The comb-like spectrum of a white light-illuminated Fabry-P\'erot etalon can serve as a cost-effective and stable reference for precise Doppler measurements. Understanding the stability of these devices across their broad (100's of nm) spectral bandwidths is essential to realize their full potential as Doppler calibrators. However, published descriptions remain limited to small bandwidths or short timespans. We present a 6 month broadband stability monitoring campaign of the Fabry-P\'erot etalon system deployed with the near-infrared Habitable Zone Planet Finder spectrograph (HPF). We monitor the wavelengths of each of 3500 resonant modes measured in HPF spectra of this Fabry-P\'erot etalon (free spectral range = 30 GHz, bandwidth = 820 - 1280 nanometers), leveraging the accuracy and precision of an electro-optic frequency comb reference. These results reveal chromatic structure in the Fabry-P\'erot mode locations and in their evolution with time.
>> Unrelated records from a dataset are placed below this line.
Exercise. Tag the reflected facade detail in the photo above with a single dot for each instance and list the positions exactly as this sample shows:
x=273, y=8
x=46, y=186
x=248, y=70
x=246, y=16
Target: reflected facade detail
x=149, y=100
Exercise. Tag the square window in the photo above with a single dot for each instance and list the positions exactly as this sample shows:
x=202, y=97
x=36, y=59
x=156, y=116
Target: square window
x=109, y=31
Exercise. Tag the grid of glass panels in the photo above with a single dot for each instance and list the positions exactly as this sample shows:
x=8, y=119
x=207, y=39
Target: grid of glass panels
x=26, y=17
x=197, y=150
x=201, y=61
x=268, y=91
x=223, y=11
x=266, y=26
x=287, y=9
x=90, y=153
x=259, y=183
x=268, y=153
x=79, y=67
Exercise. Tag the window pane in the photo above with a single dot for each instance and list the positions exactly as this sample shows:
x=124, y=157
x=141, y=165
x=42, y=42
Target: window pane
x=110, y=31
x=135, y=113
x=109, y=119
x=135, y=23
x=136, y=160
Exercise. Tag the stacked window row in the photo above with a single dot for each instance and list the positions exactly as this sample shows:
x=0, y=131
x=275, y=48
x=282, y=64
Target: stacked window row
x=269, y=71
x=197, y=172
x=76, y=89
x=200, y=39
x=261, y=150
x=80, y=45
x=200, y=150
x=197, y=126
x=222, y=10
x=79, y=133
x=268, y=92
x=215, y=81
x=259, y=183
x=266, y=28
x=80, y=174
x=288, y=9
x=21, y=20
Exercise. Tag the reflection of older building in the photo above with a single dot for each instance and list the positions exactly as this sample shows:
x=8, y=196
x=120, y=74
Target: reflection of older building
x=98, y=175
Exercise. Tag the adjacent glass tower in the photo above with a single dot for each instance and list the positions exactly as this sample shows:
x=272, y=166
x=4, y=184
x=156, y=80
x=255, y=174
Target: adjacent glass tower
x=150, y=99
We measure an average drift on the order of 2 cm s -1 d-1, with local departures up to 5 cm s -1 d-1. We discuss these behaviors in the context of the Fabry-P\'erot etalon mirror dispersion and other optical properties of the system, and the implications for the use of similar systems for precise Doppler measurements. Our results show that this system supports the wavelength calibration of HPF at the 10 cm s -1 level over a night and at the 30 cm s -1 level over 10 d. Our results also highlight the need for long-term and spectrally-resolved study of similar systems that will be deployed to support Doppler measurement precision approaching 10 cm s -1.